Altghough the operations block had been designed to take a Kelvin Hughes projector, this was never fitted. Instead the pit was covered over with floor boarding with brass pull up handles. In the large well beneath, accessed by a staircase, the station stored some of its bulk emergency rations.
The station however remained in RAF hands as a communications centre and through the 1990’s it was home to 81 Signals Unit, the RAF’s high frequency communications specialists. At the same time, the station also housed a low frequency transmitter providing RAF maritime low frequency communications. Following the transfer of this service to the Defence Communications Services Agency (DCSA) facility at Crimmond, near Fraserburgh in 2000, the 81 Signals Unit detachment became redundant and the personnel returned to their base in Kinloss. Following their departure the 618 foot low frequency radio mast was dismantled. The base on Gallan Head had been expected to close and there were plans to build a wind farm on the site but in 2003 these plans were put on hold following a decision by NATO to reactivate a radar monitoring operation at Aird Uig.
Work has been going on through 2003 to build a series of masts which will form part of NATO’s radar monitoring of the Atlantic. There are 14 masts in all - two groups of six each with complex cabling and two larger structures.
The 12 acre domestic camp was sited immediately to the north of Aird Uig village to the south of Gallan Head. There was a guardroom on the village side and the first building was the Station Headquarters. Other buildings included a medical block (Aird Uig did not have an MO, medical affairs were attended to by an orderly. Anything he could not attend to had to be sent by RAF ambulance to Stornoway hospital), stores and the NAAFI (Navy, Army & Air Forces Institute) shop.
The four houses standing to the left of the road running between the camp and the operations site were married quarters for AMWD (Air Minstry works dept), the civil staff that maintain fabric of site.
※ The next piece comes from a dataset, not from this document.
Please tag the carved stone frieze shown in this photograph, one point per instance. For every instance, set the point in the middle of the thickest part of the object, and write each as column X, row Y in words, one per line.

The only married quarters was a bungalow for the commanding officer on the east side of the domestic camp just above the cliff; this has now been demolished.
The domestic camp was sold to a private individual in March 1973 and since then has changed hands several times. Some of the accommodation blocks have been converted into housing and incorporated into the village, other blocks remain empty and disused.
One of the blocks has been converted into a restaurant and hotel and the fire station has been converted into a house.
The former rotor station is within a secure compound formed by fencing right across Gallan Head. The R10 operations block has been retained athough in recent years it has been reroofed and now bears little resemblance to the original structure. This was done some time after 1988. To the east of the operations block the stand-by set house remains largely unaltered and behind it the High Voltage Switch House also remains.
The Type 80 modulator building cannot be seen from outside the camp although a building of the correct size is shown at the rear of the site on the current 1:25,000 OS map.